In June 3 social videos, Sudanese civilians were seen running through the streets, heads down, as security forces opened fire on a sit-in camp in the capital. (User Generated Content via Sudan Congress Party)

The TMC, led by Lt. Gen. Abdel Fattah al-Burhan, has spent the past weeks visiting the leaders of Egypt, Saudi Arabia and the United Arab Emirates, who have made major financial contributions to shore up Sudan’s economy during the transition. 

Shams al-Deen al-Kabashi, spokesman for the council, acknowledged the operation in televised remarks but said the military was targeting just one area of the protest, nicknamed “Colombia” by protesters because of prolific drug use that occurs there. Kabashi claimed that clashes at the main sit-in site were a result of protesters from “Colombia” seeking refuge there.

The “Colombia” area is under a bridge spanning the Nile right near the sit-in. Videos posted on social media showed paramilitary troops firing on protesters in numerous spots around Khartoum, from the area around the sit-in to neighborhoods across the Nile.

Burhan and his deputy, Gen. Mohamed Hamdan Dagalo, commonly referred to by the name Hemedti, were instrumental during Bashir’s years in recruiting young Sudanese fighters to reinforce a Saudi- and UAE-driven military offensive in Yemen.

Hemedti commands a state security arm called the Rapid Support Forces, or RSF, that is infamous for its role in an alleged genocide in Sudan’s Darfur region over a decade ago. The RSF was widely reported to be the one carrying out Monday’s crackdown in Khartoum.

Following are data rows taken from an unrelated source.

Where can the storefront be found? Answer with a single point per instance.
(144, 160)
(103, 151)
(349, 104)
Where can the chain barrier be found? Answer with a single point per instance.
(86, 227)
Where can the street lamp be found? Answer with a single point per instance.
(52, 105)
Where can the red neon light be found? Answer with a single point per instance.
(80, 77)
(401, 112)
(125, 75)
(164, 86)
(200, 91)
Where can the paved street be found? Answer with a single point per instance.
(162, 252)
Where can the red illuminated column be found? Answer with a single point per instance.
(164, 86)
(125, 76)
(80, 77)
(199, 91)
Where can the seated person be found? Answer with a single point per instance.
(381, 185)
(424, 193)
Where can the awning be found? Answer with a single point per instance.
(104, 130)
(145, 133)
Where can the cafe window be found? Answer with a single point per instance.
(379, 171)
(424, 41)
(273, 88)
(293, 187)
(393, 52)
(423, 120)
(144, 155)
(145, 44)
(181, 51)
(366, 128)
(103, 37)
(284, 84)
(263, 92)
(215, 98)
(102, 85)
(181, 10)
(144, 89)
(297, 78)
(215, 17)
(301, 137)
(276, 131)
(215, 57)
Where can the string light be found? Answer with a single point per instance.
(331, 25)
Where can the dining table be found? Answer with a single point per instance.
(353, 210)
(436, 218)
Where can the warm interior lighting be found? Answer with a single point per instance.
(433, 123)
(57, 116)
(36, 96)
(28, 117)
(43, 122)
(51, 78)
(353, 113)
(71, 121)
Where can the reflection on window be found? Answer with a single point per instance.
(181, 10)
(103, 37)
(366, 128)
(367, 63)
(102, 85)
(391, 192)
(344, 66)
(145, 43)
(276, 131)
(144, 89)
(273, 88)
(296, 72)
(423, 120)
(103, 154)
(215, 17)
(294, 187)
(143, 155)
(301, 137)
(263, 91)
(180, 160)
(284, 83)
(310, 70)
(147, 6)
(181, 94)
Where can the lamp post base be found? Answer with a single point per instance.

Western governments were quick to condemn the violence, though they offered little in the way of concrete pushback.

“Responsibility falls on the TMC,” the U.S. Embassy in Khartoum wrote on Twitter. “The TMC cannot responsibly lead the people of Sudan.”

“No excuse for any such attack,” wrote Irfan Siddiq, Britain’s ambassador. “This. Must. Stop. Now.”